The U.S. Food and Drug Administration on Monday gave Pfizer-BioNTech’s COVID-19 vaccine full approval, a milestone that officials hope will accelerate vaccination rates as the Delta variant continues to drive case numbers up.
“While this and other vaccines have met the FDA’s rigorous, scientific standards for emergency use authorization, as the first FDA-approved COVID-19 vaccine, the public can be very confident that this vaccine meets the high standards for safety, effectiveness, and manufacturing quality the FDA requires of an approved product,” said Acting FDA Commissioner Janet Woodcock in a statement. “While millions of people have already safely received COVID-19 vaccines, we recognize that for some, the FDA approval of a vaccine may now instill additional confidence to get vaccinated.”
The vaccine will now be marketed as Comirnaty (koe-mir’-na-tee), for people 16 years of age and older, according to the FDA. The vaccine continues to be available under emergency use authorization, including for children 12 to 15 years old and for a third dose in some immunocompromised people. The agency did not provide a timeline for a decision on the use of the vaccine for those under the age of 12.
In California, local officials hope authorization will lead to more people being vaccinated. According to a June survey from the Kaiser Family Foundation, three in ten unvaccinated adults said they would be more likely to get vaccinated if one of the vaccines were to receive full approval from the FDA. However, as researchers pointed out at the time, the data “likely suggests that FDA approval is a proxy for general safety concerns, as two-thirds of adults (including a large majority of unvaccinated adults) either believe the vaccines currently available in the U.S. already have full approval from the FDA or are unsure whether they have full approval or are authorized for emergency use.”
California Gov. Gavin Newsom, in a statement, said the FDA’s approval “further confirms that the Pfizer vaccine meets a rigorous, scientific standard for safety and efficacy, protecting against serious illness, hospitalization and death,” and encouraged the state’s residents to get vaccinated. “With more than 80 percent of Californians 18 and up having received at least one dose, our work continues to close the gap in our most impacted communities and bring an end to this pandemic,” Newsom said.
Los Angeles County Board of Supervisors Chair Hilda Solis said that for many who remain hesitant about the vaccine, full FDA approval is a key factor. “With this step, it is my hope that those who are still unvaccinated see that the safety and effectiveness of these vaccines have been proven yet again,” Solis said in a statement. “I also encourage businesses, healthcare facilities, schools, and other sectors who had been waiting for full FDA approval to follow the county’s lead and begin implementing vaccine requirements.”
The Pentagon did not wait with doing just that.
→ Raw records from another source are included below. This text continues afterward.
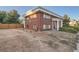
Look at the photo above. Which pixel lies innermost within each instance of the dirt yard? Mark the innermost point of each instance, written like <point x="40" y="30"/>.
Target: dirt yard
<point x="16" y="40"/>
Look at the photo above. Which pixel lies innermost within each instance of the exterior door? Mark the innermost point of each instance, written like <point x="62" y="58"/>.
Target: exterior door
<point x="54" y="25"/>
Shortly after the FDA’s announcement, the Pentagon said it will require that service members receive the COVID-19 vaccine.
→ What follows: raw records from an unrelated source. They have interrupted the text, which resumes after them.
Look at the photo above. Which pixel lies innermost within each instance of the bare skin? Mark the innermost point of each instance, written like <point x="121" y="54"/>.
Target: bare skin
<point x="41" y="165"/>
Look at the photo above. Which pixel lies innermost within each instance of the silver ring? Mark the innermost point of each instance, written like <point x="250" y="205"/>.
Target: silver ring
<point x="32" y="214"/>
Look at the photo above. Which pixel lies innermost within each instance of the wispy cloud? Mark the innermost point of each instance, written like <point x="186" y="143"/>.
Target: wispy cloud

Vaccine hesitancy has been fueled by not only the lack of full FDA approval, but by misinformation often spread online. In its announcement Monday, the agency took the opportunity to explain what the vaccine does and does not do. The vaccine contains messenger RNA (mRNA), a kind of genetic material used by the body to make a mimic of one of the proteins in the virus that causes COVID-19, the FDA explained. “The result of a person receiving this vaccine is that their immune system will ultimately react defensively to the virus that causes COVID-19. The mRNA in Comirnaty [formerly known as the Pfizer vaccine] is only present in the body for a short time and is not incorporated into – nor does it alter – an individual’s genetic material. Comirnaty has the same formulation as the EUA vaccine and is administered as a series of two doses, three weeks apart.”
“Our scientific and medical experts conducted an incredibly thorough and thoughtful evaluation of this vaccine,” said Peter Marks, M.D., Ph.D., director of FDA’s Center for Biologics Evaluation and Research. “We evaluated scientific data and information included in hundreds of thousands of pages, conducted our own analyses of Comirnaty’s safety and effectiveness, and performed a detailed assessment of the manufacturing processes, including inspections of the manufacturing facilities.”
Pfizer-BioNTech’s submission of a biologics license application built on the data previously submitted that supported the EUA, such as preclinical and clinical data and information, as well as details of the manufacturing process, vaccine testing results to ensure vaccine quality, and inspections of the sites where the vaccine is made.